Mapping permafrost with airborne electromagnetics

Wednesday, 17 December 2014: 4:00 PM
Burke J Minsley1, Lyndsay B Ball1, Benjamin R. Bloss2, Andy Kass1, Neal Pastick3,4, Bruce D Smith1, Clifford I Voss5, David O Walsh6, Michelle A Walvoord1 and Bruce K Wylie7, (1)USGS, Denver, CO, United States, (2)USGS, Baltimore, MD, United States, (3)Stinger Ghaffarian Technologies Sioux Falls, Sioux Falls, SD, United States, (4)University of Minnesota Twin Cities, Department of Forest Resources, Minneapolis, MN, United States, (5)USGS California Water Science Center Menlo Park, Menlo Park, CA, United States, (6)Vista Clara Inc., Mukilteo, WA, United States, (7)USGS, EROS Data Center, Baltimore, MD, United States
Permafrost is a key characteristic of cold region landscapes, yet detailed assessments of how the subsurface distribution of permafrost impacts the environment, hydrologic systems, and infrastructure are lacking.

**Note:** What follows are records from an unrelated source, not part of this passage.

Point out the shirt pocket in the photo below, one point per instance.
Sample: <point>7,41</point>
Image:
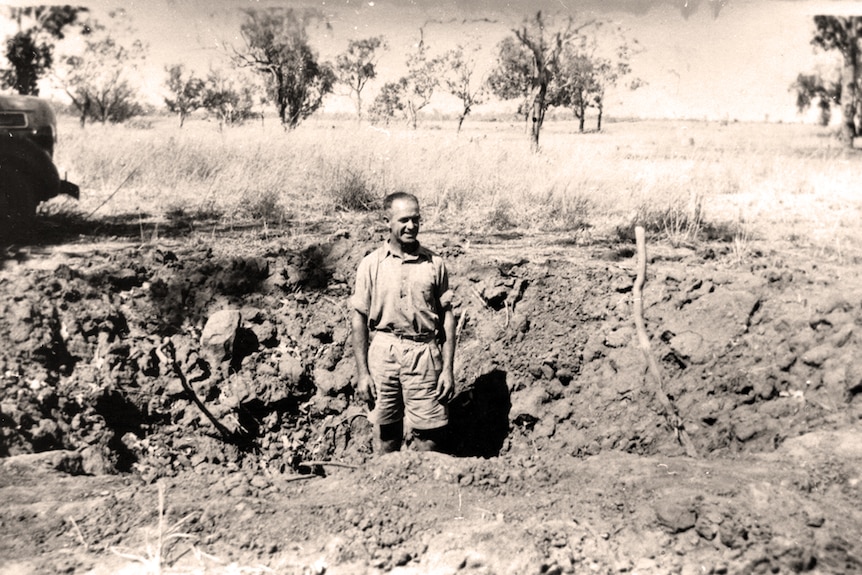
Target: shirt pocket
<point>422,287</point>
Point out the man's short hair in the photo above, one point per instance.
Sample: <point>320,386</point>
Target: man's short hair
<point>391,198</point>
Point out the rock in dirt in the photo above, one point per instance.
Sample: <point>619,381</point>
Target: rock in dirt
<point>676,515</point>
<point>60,460</point>
<point>219,335</point>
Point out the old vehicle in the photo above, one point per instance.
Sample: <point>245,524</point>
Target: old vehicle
<point>28,176</point>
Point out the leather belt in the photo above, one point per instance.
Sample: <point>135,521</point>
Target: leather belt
<point>423,338</point>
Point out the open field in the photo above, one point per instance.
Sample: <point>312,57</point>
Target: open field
<point>563,457</point>
<point>787,183</point>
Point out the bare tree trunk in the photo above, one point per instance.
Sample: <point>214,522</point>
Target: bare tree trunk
<point>538,117</point>
<point>849,95</point>
<point>463,116</point>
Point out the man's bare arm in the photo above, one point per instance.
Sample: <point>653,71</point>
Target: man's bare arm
<point>364,386</point>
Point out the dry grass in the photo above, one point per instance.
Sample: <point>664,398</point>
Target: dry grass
<point>683,181</point>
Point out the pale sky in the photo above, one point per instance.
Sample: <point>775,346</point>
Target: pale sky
<point>736,65</point>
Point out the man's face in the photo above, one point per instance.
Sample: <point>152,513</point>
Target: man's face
<point>403,220</point>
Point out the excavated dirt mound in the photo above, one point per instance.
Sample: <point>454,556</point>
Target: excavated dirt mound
<point>223,377</point>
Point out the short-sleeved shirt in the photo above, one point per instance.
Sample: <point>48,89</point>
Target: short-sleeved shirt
<point>403,295</point>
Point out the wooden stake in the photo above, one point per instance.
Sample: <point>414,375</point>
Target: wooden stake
<point>653,368</point>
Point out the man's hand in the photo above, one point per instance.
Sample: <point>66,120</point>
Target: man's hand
<point>365,389</point>
<point>445,386</point>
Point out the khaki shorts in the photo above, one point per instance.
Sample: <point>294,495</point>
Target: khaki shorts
<point>405,377</point>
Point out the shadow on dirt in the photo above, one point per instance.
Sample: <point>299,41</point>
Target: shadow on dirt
<point>479,417</point>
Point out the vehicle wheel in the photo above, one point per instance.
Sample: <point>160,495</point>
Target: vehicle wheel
<point>17,206</point>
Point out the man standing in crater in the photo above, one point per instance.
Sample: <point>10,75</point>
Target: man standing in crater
<point>404,333</point>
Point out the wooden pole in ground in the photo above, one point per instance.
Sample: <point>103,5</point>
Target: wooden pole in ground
<point>653,368</point>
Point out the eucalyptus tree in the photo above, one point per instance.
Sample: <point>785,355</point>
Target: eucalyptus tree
<point>30,51</point>
<point>186,92</point>
<point>100,78</point>
<point>357,65</point>
<point>543,49</point>
<point>277,46</point>
<point>459,76</point>
<point>843,34</point>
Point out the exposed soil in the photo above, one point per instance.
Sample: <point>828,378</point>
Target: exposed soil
<point>562,456</point>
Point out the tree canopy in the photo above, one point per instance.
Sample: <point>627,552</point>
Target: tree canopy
<point>100,79</point>
<point>843,34</point>
<point>30,51</point>
<point>357,65</point>
<point>277,46</point>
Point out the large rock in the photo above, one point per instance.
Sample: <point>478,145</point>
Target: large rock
<point>675,515</point>
<point>706,327</point>
<point>219,335</point>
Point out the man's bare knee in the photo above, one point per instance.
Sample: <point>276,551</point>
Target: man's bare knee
<point>389,437</point>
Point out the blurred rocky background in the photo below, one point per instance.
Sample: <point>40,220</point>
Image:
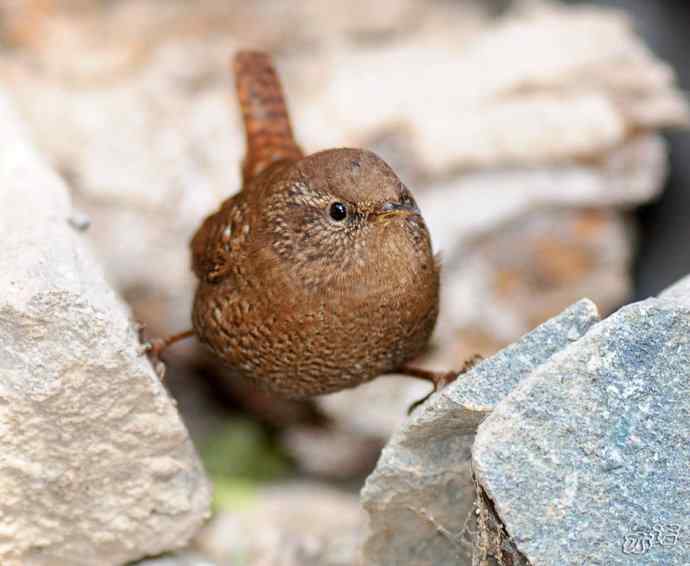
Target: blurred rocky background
<point>530,132</point>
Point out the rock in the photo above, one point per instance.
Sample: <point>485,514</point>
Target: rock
<point>586,460</point>
<point>420,496</point>
<point>95,464</point>
<point>132,106</point>
<point>293,524</point>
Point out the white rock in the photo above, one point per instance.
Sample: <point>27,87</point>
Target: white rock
<point>421,495</point>
<point>95,465</point>
<point>494,124</point>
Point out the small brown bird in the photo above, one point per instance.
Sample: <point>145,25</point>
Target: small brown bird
<point>319,275</point>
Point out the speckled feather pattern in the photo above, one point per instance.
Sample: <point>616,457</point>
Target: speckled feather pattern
<point>298,302</point>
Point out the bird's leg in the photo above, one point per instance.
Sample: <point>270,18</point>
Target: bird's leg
<point>155,346</point>
<point>439,378</point>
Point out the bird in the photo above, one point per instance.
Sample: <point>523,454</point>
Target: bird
<point>319,274</point>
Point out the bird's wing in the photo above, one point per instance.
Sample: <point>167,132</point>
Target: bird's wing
<point>215,245</point>
<point>266,120</point>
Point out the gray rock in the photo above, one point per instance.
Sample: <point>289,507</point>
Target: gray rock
<point>420,496</point>
<point>178,559</point>
<point>586,461</point>
<point>96,466</point>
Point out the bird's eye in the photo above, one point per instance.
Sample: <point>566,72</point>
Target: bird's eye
<point>338,211</point>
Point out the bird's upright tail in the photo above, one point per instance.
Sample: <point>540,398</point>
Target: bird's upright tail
<point>265,115</point>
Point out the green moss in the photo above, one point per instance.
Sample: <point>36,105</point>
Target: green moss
<point>238,458</point>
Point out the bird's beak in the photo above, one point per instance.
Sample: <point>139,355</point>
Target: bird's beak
<point>391,209</point>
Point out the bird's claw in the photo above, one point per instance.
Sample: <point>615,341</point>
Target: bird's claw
<point>442,379</point>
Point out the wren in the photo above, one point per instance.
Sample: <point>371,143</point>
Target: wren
<point>319,274</point>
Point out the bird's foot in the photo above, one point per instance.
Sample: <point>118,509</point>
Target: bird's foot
<point>440,379</point>
<point>153,348</point>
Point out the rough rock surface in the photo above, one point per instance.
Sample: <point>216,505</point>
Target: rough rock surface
<point>152,142</point>
<point>133,105</point>
<point>586,461</point>
<point>95,464</point>
<point>420,496</point>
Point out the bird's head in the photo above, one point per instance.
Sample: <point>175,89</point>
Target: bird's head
<point>342,214</point>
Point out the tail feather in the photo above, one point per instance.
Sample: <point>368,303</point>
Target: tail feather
<point>265,115</point>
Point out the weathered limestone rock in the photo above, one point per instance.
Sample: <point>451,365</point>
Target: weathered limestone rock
<point>95,465</point>
<point>586,461</point>
<point>133,106</point>
<point>291,524</point>
<point>420,496</point>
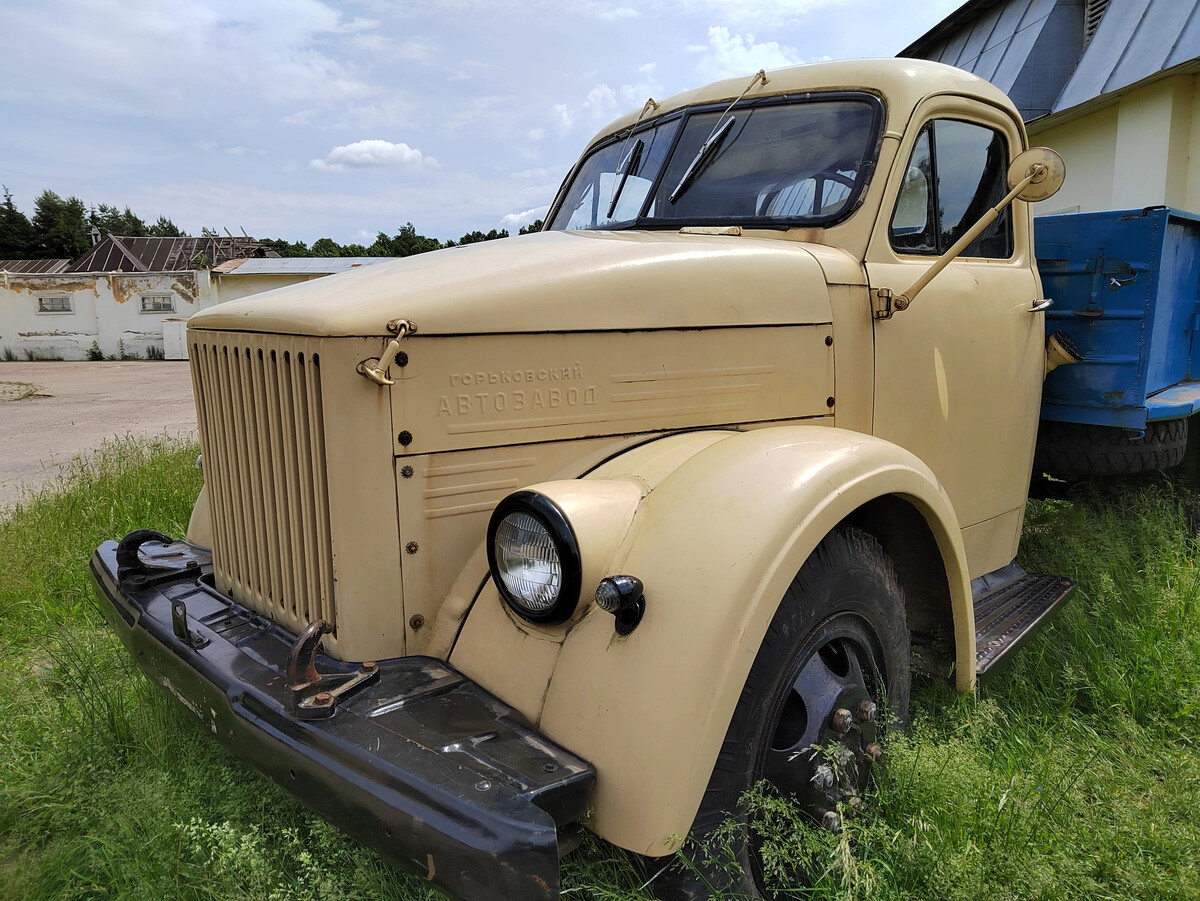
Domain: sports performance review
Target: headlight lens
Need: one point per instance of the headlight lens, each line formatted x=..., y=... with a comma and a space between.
x=534, y=558
x=528, y=562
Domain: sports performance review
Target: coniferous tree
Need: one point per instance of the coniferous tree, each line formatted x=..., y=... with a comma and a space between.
x=16, y=232
x=165, y=228
x=60, y=227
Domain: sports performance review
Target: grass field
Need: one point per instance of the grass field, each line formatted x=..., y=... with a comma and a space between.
x=1075, y=774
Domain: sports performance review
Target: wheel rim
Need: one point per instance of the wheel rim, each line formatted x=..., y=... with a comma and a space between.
x=823, y=737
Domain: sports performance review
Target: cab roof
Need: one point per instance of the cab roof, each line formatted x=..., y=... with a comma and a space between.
x=903, y=83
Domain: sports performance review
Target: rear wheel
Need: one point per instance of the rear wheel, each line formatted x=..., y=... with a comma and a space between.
x=1074, y=449
x=831, y=677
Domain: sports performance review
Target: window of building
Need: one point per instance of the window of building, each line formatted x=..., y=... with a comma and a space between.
x=157, y=304
x=55, y=304
x=955, y=174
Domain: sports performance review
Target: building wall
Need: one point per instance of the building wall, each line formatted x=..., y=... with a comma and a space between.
x=1140, y=150
x=106, y=310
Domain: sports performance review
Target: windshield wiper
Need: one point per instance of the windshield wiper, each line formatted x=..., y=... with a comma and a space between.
x=702, y=156
x=627, y=168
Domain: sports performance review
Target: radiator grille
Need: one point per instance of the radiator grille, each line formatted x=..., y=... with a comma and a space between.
x=262, y=431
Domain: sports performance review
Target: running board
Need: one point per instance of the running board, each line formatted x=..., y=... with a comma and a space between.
x=1009, y=605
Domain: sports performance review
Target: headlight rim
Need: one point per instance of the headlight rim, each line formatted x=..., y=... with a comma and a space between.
x=565, y=542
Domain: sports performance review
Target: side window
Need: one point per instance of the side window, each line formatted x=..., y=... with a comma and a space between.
x=915, y=221
x=960, y=167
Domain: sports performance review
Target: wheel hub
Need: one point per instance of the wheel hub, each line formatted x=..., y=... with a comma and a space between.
x=825, y=743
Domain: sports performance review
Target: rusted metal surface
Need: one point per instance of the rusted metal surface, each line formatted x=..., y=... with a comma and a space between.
x=399, y=766
x=34, y=266
x=165, y=254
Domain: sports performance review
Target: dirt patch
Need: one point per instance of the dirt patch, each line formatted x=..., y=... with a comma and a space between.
x=67, y=409
x=16, y=390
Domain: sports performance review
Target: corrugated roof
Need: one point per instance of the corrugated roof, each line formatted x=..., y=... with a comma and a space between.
x=34, y=266
x=1135, y=40
x=165, y=254
x=1037, y=50
x=298, y=265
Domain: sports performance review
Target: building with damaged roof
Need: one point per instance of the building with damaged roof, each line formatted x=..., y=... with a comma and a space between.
x=133, y=295
x=1110, y=84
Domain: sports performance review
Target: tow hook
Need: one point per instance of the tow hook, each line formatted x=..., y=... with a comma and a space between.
x=376, y=368
x=315, y=695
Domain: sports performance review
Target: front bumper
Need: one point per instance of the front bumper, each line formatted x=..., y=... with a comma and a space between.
x=421, y=764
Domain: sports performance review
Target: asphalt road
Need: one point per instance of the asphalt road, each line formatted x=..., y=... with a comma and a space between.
x=76, y=406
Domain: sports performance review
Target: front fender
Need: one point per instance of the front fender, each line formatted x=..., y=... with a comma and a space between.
x=717, y=541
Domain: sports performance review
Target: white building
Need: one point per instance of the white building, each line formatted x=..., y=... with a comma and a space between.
x=133, y=295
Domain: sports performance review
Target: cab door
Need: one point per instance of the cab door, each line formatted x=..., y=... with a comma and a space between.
x=959, y=372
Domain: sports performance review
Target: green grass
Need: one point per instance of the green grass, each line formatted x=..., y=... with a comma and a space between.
x=1075, y=774
x=16, y=390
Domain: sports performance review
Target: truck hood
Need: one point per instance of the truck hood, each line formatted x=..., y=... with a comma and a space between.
x=555, y=281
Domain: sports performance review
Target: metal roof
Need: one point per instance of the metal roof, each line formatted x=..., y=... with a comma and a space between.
x=1038, y=50
x=297, y=265
x=1135, y=40
x=163, y=254
x=34, y=266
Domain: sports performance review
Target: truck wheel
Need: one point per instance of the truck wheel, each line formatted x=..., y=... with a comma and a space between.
x=1072, y=449
x=832, y=673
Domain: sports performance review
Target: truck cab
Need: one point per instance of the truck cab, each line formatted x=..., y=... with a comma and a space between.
x=604, y=524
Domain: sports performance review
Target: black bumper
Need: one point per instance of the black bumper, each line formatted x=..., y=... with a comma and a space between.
x=421, y=764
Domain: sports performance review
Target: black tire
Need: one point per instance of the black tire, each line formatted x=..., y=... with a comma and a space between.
x=839, y=638
x=1072, y=449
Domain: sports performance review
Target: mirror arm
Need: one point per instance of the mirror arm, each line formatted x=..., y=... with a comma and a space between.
x=888, y=302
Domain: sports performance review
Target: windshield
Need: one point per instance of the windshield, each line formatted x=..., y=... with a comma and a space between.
x=779, y=163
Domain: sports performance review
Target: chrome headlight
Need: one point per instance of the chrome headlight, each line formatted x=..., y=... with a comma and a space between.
x=534, y=557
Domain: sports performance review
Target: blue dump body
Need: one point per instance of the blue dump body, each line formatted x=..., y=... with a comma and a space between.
x=1126, y=289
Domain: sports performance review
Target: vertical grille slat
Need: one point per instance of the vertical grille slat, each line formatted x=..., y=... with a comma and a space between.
x=249, y=472
x=265, y=470
x=283, y=550
x=262, y=427
x=232, y=503
x=307, y=499
x=294, y=532
x=325, y=550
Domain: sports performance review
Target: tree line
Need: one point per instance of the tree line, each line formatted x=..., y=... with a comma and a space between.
x=61, y=228
x=403, y=244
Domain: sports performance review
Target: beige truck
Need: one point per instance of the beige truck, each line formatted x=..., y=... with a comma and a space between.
x=599, y=527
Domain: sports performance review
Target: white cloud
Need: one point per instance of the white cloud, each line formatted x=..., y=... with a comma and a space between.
x=604, y=102
x=372, y=152
x=729, y=55
x=563, y=118
x=515, y=221
x=601, y=102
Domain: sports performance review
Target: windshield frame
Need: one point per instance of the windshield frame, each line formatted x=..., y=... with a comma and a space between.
x=879, y=112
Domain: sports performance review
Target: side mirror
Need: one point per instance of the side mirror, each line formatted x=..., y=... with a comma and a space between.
x=1033, y=175
x=1045, y=170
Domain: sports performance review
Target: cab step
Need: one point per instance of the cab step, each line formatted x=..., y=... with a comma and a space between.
x=1011, y=605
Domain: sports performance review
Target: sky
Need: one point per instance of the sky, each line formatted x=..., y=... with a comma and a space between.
x=301, y=119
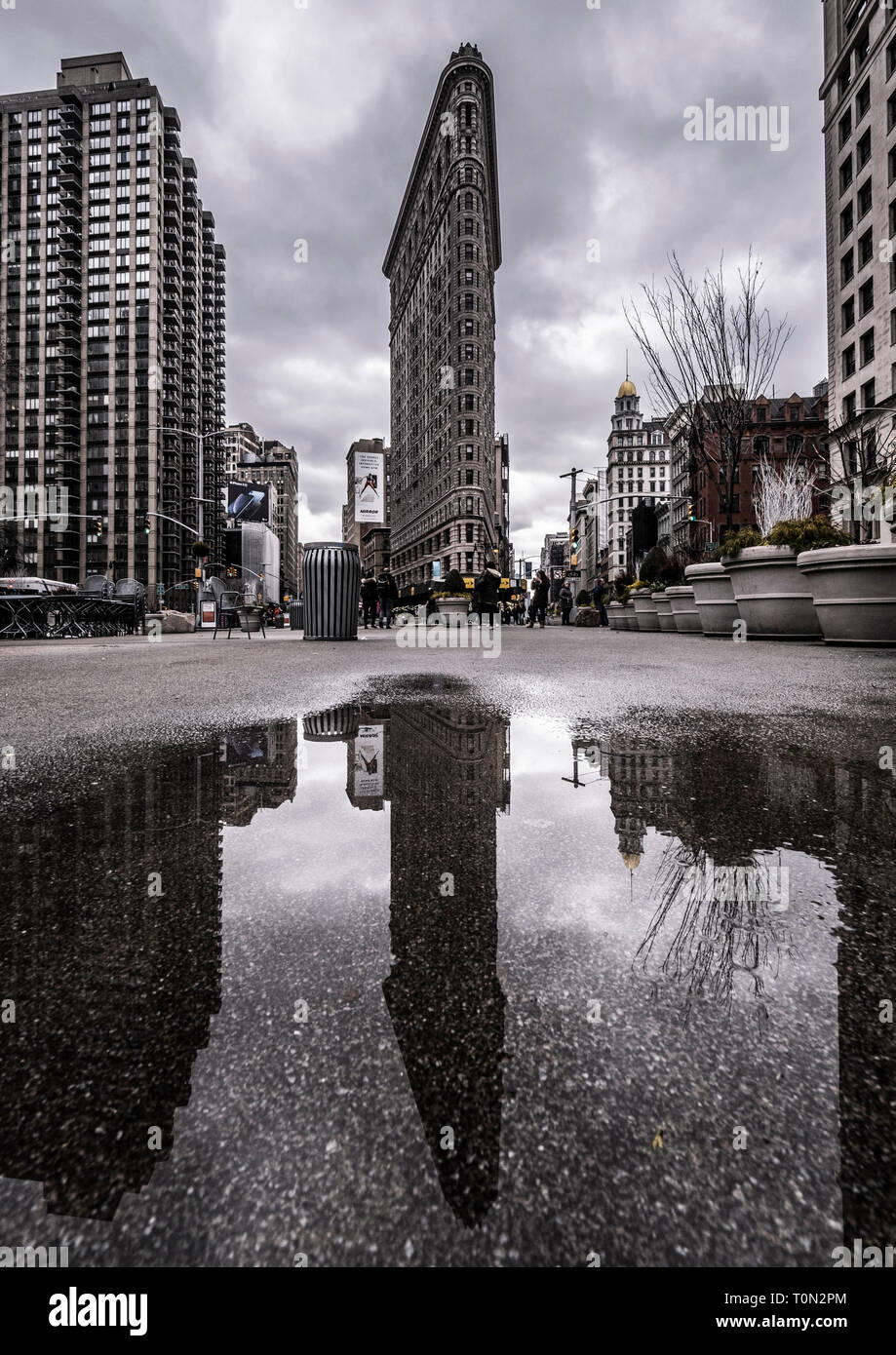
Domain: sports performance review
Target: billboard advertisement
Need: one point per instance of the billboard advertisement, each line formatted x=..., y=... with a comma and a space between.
x=368, y=760
x=249, y=503
x=369, y=486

Data acquired from several airborne electromagnetic (AEM) surveys in Alaska provide significant new insight into the spatial extent of permafrost over larger areas (hundreds to thousands of square kilometers) than can be mapped using ground-based geophysical methods or through drilling. We compare several AEM datasets from different areas of interior Alaska, and explore the capacity of these data to infer geologic structure, permafrost extent, and related hydrologic processes. We also assess the impact of fires on permafrost by comparing data from different burn years within similar geological environments. Ultimately, interpretations rely on understanding the relationship between electrical resistivity measured by AEM surveys and the physical properties of interest such as geology, permafrost, and unfrozen water content in the subsurface. These relationships are often ambiguous and non-unique, so additional information is useful for reducing uncertainty. Shallow (upper ~1m) permafrost and soil characteristics identified from remotely sensed imagery and field observations help to constrain and aerially extend near-surface AEM interpretations, where correlations between the AEM and remote sensing data are identified using empirical multivariate analyses. Surface nuclear magnetic resonance (sNMR) measurements quantify the contribution of unfrozen water at depth to the AEM-derived electrical resistivity models at several locations within one survey area. AEM surveys fill a critical data gap in the subsurface characterization of permafrost environments and will be valuable in future mapping and monitoring programs in cold regions.